Medication: domperidone; possibly natural progesterone; possibly thyroid boosting supplements.

So how am I doing? In terms of activities: I do feed on demand and breastfeed before giving her a bottle. I’ve given up on the SNS as too cumbersome and I feel so negative about it that it taints my entire feeding experience. I do empty my breasts every few hours with the exception of her longer sleeping stretches at night (sometimes up to 6 hours – I’m not going to set an alarm to wake up!!). I either breastfeed and compress until it’s clear there’s no milk left; or express extra after. If I express, there’s usually less than half an ounce total that comes out. I could make a point of expressing more regularly and systematically. And I could boost skin to skin contact – it’s just so convenient, especially in colder winter weather, to dress her and myself in the morning rather than wandering around naked all day. We usually do skin to skin at night, though.

Foods: I need to drink more (which means drinking a glass AND filling a glass before I nurse each time). I need to eat more – which means more menu planning and putting snacks by the bed at night again. I also could print out the list of galactogogues as a reminder of good foods to include in my diet.

Supplements: I don’t know if these work, so I don’t know if it’s worth the money to keep using them. I do want to try goat’s rue, which isn’t widely available in BC, but is supposed to help build breast tissue – my main need. I will use up the fenugreek & blessed thistle that I have.

Medication: similarly, I don’t know if the domperidone is working. I stopped taking it a couple of days ago because it was becoming too hard to time it and I missed some doses (I learned you’re supposed to take it 30 minutes to an hour before baby nurses. That’s like directions to get off the bus one stop before I do. We’ll see if I notice a change in milk availability). The doctor is testing my progesterone levels so we’ll know if I should continue with the natural progesterone. And he’s checking my thyroid, pituitary, etc. so we’ll know if there are any other interventions I should try.

My milk supply has seemed lower in the past couple of weeks than it was previously: less gulping, needing to supplement through the night again. This is discouraging, of course, and also incredibly hard to track as there are so many factors at play. I may go back and try acupuncture again as the nursing-only through the night started up after my third acupuncture visit. The gulping was before that, and during it as well. Who knows?! I wish there were a way to know for sure what to do, but I will just have to do my best and live with the results.

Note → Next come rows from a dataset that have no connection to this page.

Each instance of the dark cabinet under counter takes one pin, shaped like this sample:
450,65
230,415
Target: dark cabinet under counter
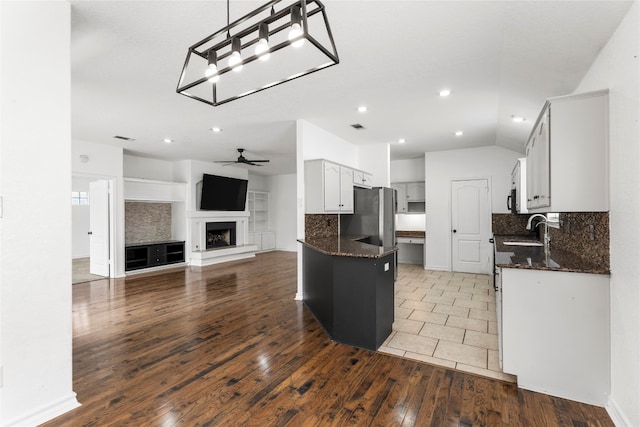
352,297
153,254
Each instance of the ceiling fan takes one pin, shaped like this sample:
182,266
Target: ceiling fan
242,160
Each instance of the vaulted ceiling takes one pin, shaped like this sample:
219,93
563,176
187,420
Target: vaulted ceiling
499,59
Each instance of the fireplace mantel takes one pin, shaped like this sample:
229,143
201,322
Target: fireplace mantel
200,256
220,215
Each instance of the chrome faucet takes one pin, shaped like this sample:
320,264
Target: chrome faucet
547,238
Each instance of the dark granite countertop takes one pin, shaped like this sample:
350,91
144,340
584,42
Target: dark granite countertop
411,233
346,246
533,257
162,242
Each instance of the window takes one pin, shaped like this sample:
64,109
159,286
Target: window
79,198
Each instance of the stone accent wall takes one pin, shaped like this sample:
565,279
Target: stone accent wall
320,225
147,222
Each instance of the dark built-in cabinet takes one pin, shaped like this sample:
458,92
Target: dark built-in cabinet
153,254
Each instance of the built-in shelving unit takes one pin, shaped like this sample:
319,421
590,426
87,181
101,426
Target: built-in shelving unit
154,254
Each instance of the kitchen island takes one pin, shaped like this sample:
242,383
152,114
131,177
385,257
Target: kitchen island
553,320
349,288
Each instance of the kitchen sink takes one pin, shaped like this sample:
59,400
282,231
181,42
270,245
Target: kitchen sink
529,243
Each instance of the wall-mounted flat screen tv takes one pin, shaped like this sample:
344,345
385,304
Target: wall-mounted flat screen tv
221,193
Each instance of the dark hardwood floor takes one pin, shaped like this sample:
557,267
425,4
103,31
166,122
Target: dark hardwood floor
228,345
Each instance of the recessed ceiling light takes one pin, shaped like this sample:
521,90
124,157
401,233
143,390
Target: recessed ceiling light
124,138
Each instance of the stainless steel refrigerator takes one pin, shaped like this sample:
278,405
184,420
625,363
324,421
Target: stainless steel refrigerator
373,216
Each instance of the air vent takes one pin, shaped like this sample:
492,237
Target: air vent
124,138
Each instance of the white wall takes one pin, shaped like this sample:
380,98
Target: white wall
35,227
407,170
375,159
441,167
617,68
313,142
80,221
318,143
105,162
142,167
283,208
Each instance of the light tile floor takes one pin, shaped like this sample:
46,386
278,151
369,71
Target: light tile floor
447,319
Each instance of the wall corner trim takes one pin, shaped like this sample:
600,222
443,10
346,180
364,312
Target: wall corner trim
47,412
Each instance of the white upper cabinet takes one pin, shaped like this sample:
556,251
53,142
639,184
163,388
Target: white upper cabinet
519,183
328,187
362,179
568,155
401,197
415,191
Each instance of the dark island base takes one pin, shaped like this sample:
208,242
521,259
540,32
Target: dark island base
352,298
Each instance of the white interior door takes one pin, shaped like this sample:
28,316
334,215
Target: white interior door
99,228
470,226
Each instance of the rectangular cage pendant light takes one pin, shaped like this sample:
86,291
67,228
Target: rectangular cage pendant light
271,45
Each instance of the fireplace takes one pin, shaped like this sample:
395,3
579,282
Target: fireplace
220,234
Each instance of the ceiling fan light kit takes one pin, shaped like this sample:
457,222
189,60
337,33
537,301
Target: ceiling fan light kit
269,46
242,160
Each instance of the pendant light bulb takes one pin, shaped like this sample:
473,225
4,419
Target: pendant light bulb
296,29
212,70
262,47
235,59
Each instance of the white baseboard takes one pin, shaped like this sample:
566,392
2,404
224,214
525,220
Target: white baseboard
617,416
46,413
217,256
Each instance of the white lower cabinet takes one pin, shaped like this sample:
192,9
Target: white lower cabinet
555,332
410,250
265,240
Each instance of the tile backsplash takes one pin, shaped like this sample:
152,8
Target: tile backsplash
147,222
319,225
584,234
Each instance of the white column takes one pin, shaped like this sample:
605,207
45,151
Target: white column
35,226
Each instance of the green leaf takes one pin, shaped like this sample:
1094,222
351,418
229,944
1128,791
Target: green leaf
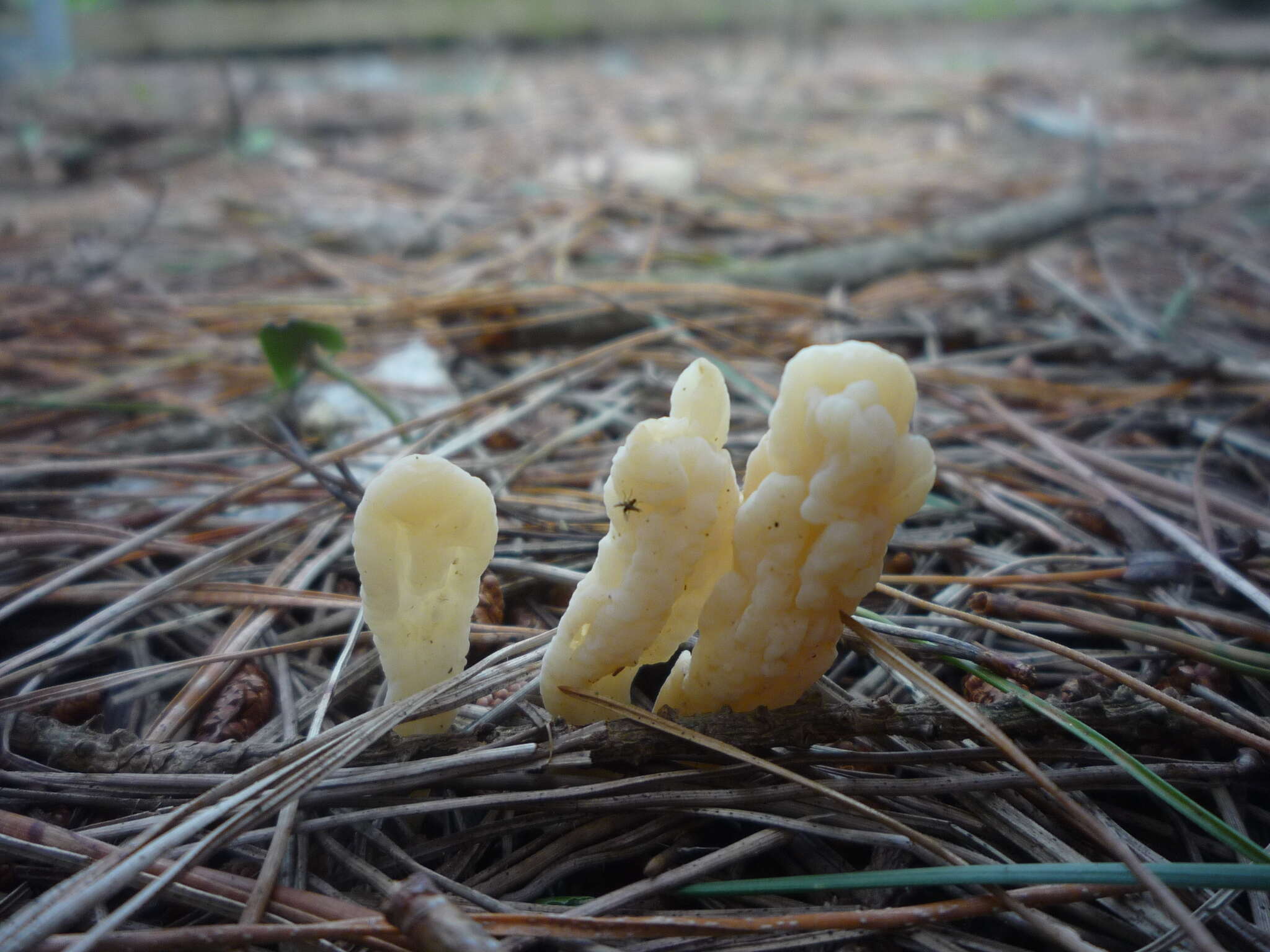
288,347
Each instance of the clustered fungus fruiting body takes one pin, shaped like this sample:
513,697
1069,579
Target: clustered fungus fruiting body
765,574
824,493
671,499
422,537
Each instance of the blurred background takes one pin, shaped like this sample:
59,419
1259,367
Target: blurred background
207,145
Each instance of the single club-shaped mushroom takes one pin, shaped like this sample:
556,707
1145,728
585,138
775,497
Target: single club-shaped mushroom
422,537
671,499
824,493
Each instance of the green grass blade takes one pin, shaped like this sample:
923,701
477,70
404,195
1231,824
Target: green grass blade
1161,788
1178,875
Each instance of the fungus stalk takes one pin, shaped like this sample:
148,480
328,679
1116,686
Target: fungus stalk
671,499
424,535
824,493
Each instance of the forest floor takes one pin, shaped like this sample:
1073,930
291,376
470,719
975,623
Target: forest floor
1064,223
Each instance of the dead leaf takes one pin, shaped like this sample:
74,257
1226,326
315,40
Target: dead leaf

In the meantime, sweetest baby is sleeping on my chest in a new kangaroo wrap we bought the other day (finally used up our Toys R Us gift certificates – wrap, bottles, bags). She is adorable, smiley, healthy, gorgeous and a wonderful person. At some point we’ll be supplementing with real food, and eventually – within a year, most likely – will not be supplementing with formula or donated milk at all. And I should be able to continue to nurse my sweet girl beyond that, giving her ongoing benefits from the milk I can supply. Though it could be a lot better, things certainly could be worse.